The Well


The dogs are behind me. I can hear them baying in the trees, barking and howling as the scent of my blood drives them wild. They’re close now, too close, and I curse myself for a fool for coming out in broad daylight.

I know better.

The well is abandoned, covered in flowering vine and rotting with mold. I slip under the cover and scramble down, my fingernails digging into the soft rock, the crumbling sides. Stupid of me. I shouldn’t have come back here, not so directly. It makes it dangerous, dangerous for later, dangerous for the others. But I couldn’t run anymore, not on my bad leg.

The smell of damp and mold rises around me, and I touch the root winding out of the wall and drop. I land on my bad leg, solidly, and the scream in my throat isn’t all pain. I hate this place. I hate it, but I have to come back. It’s the only refuge we have.
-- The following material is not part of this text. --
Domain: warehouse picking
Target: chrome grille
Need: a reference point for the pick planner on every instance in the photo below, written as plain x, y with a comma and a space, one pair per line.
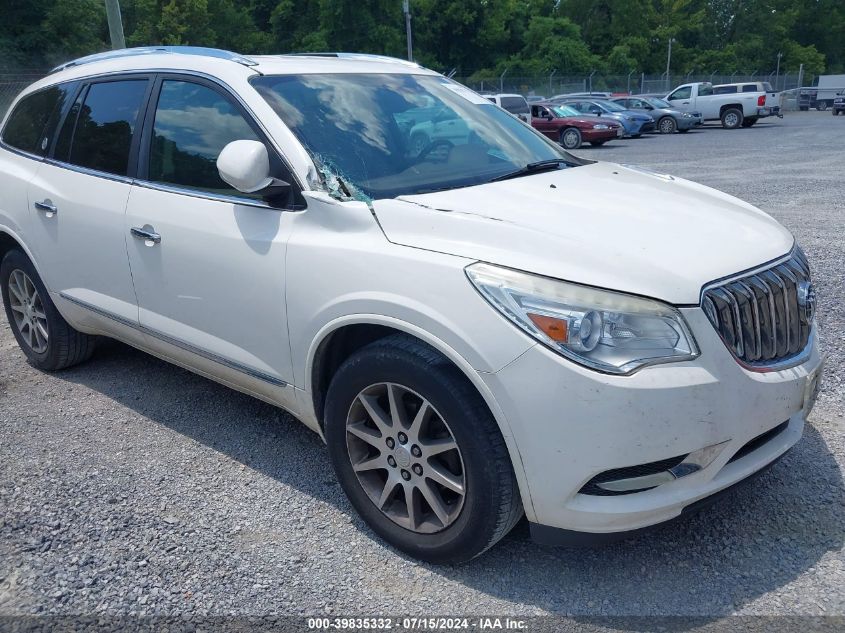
760, 316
Ivy has spilled down through the cracked stones, and it covers the door at the bottom. I push it aside, tucking it behind a root like a curtain as I unlatch the door and slip inside. The dogs have reached the well overhead, and their masters are screaming at them for stopping here. No runaway in his right mind would climb down a well, and they can’t see me, even when they throw the cover off and shine their lanterns down. The ivy falls over the door again, and I lean against it. Listening. Listening to them curse and swear, listening to their anger at losing me. It’s been a long time since I was face to face with any of them, but I remember their faces. Every single one of them. They’re branded into my nightmares for the rest of time, until I die.

I leave when the dogs are quiet. The tunnels beneath this forest are old, halls that were buried by time and by the trees, stone passages with ceilings of tree roots. No one else knows about them. Only us. The Runaways. The children who were supposed to be slaves. The forest protects us now, the forest, and these old ruins. They’re our saviors, our protectors, and much as I hate the damp and the dark and the tomblike air of these tunnels, they are my home.

The younglings are waiting for me when I come in. We stay in an old hall, our blankets spread on the same floor that courtiers, royalty, used to walk. Only their ghosts wander here now, and they don’t mind us.

Yeshi is the first to come running. She’s only four. I rescued her from a mine where they were using her to dig in places a full grown man couldn’t have reached. And wouldn’t have dared go. Her hair is white now, white and smudged with the dirt and the grim of the tunnels, the mold that grows on our walls, but she can smile again. So can the others. They chatter and laugh when I come in, as if they live in paradise, as if these dank, ugly tunnels were the gates of heaven itself.

But no one is beating on them. No hates them, no one whips them. No one curses them. So maybe, in some ways, it is heaven.